The Trustee's attempt to overcome this lack of evidence with a "judicial admission" argument has been raised and rejected numerous times by this Court. See Rogan v. HomeEQ Servicing Corp., et al. (In re Watkins), No. 10-5009, 2010 WL 9007179 at *3 (Bankr. E.D. Ky. Nov. 23, 2010); Rogan v. Citimortgage, Inc. (In re Jessup), No. 09-5229, 2010 WL 2926050 at *4 (Bankr. E.D. Ky. July 22, 2010). The argument is equally unpersuasive here. Judicial admissions are unequivocal statements of fact which require evidentiary proof. See In re LRP Mushrooms, Inc., No. 09-18529, 2010 WL 2772510, *10 (Bankr. E.D. Pa. July 13, 2010). While statements of fact made in a proof of claim can be judicial admissions, see, e.g., In re Jordan, 403 B.R. 339, 352 (Bankr. W.D. Pa. 2009), the Trustee argues that the absence of documents should constitute a judicial admission that such documents do not exist. The omission of documents from BB&T's original proof of claim, without more, cannot overcome the undisputed facts as set forth in BB&T's affidavits.
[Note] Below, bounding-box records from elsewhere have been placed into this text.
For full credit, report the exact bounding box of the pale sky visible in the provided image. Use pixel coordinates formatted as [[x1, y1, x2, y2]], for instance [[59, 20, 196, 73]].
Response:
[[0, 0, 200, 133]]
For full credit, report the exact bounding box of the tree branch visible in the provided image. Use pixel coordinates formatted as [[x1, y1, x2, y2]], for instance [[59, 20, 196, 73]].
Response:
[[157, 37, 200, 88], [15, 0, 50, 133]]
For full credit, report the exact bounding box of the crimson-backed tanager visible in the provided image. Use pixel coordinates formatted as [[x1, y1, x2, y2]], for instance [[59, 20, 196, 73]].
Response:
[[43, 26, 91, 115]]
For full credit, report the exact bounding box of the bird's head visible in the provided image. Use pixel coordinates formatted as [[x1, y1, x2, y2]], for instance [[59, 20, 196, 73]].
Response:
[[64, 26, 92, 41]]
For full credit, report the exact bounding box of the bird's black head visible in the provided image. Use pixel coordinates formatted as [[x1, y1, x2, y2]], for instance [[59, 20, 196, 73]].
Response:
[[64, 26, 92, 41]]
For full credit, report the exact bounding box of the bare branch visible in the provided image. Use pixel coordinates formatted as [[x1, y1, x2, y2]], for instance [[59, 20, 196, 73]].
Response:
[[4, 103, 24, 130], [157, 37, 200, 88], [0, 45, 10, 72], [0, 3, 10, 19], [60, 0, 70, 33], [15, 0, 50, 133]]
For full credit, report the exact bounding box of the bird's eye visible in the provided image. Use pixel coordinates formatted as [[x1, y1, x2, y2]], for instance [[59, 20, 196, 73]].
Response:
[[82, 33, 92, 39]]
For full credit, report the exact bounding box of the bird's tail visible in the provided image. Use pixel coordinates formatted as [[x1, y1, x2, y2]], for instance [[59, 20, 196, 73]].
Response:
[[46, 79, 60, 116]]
Finally, while the Trustee provides information regarding the Debtors' marriage date, he fails to explain the relevance of same to the issues before the Court.
In conclusion, the First Allonge affixed to the Note is a valid indorsement of the original payee and the Note was subsequently negotiated by the valid Second Allonge to BB&T. Under Kentucky law, the "holder" of a note is entitled to enforce the note. KRS § 355.3-301. "Holder means the person in possession of a negotiable instrument that is payable either to bearer or to an identified person that is the person in possession." KRS § 355.1-201(u)(1). It is undisputed that the Note is a negotiable instrument.
Ag Credit indorsed and transferred the Note to AgFirst. AgFirst indorsed and transferred the Note to BB&T. BB&T was the holder of the Note entitled to enforce it as of the petition date. There is no dispute that the Mortgage is valid and perfected and, accordingly, any interest of the Trustee under Section 544 is inferior to BB&T's properly perfected secured interest in the Real Property.
Conclusion
Based on the foregoing, the Court concludes that there is no genuine issue of material fact and BB&T is entitled to judgment as a matter of law. By separate order, the Court shall grant BB&T's Motion for Summary Judgment and deny the Trustee's Motion for Summary Judgment.
The affixing of this Court's electronic seal below is proof this document has been signed by the Judge and electronically entered by the Clerk in the official record of this case.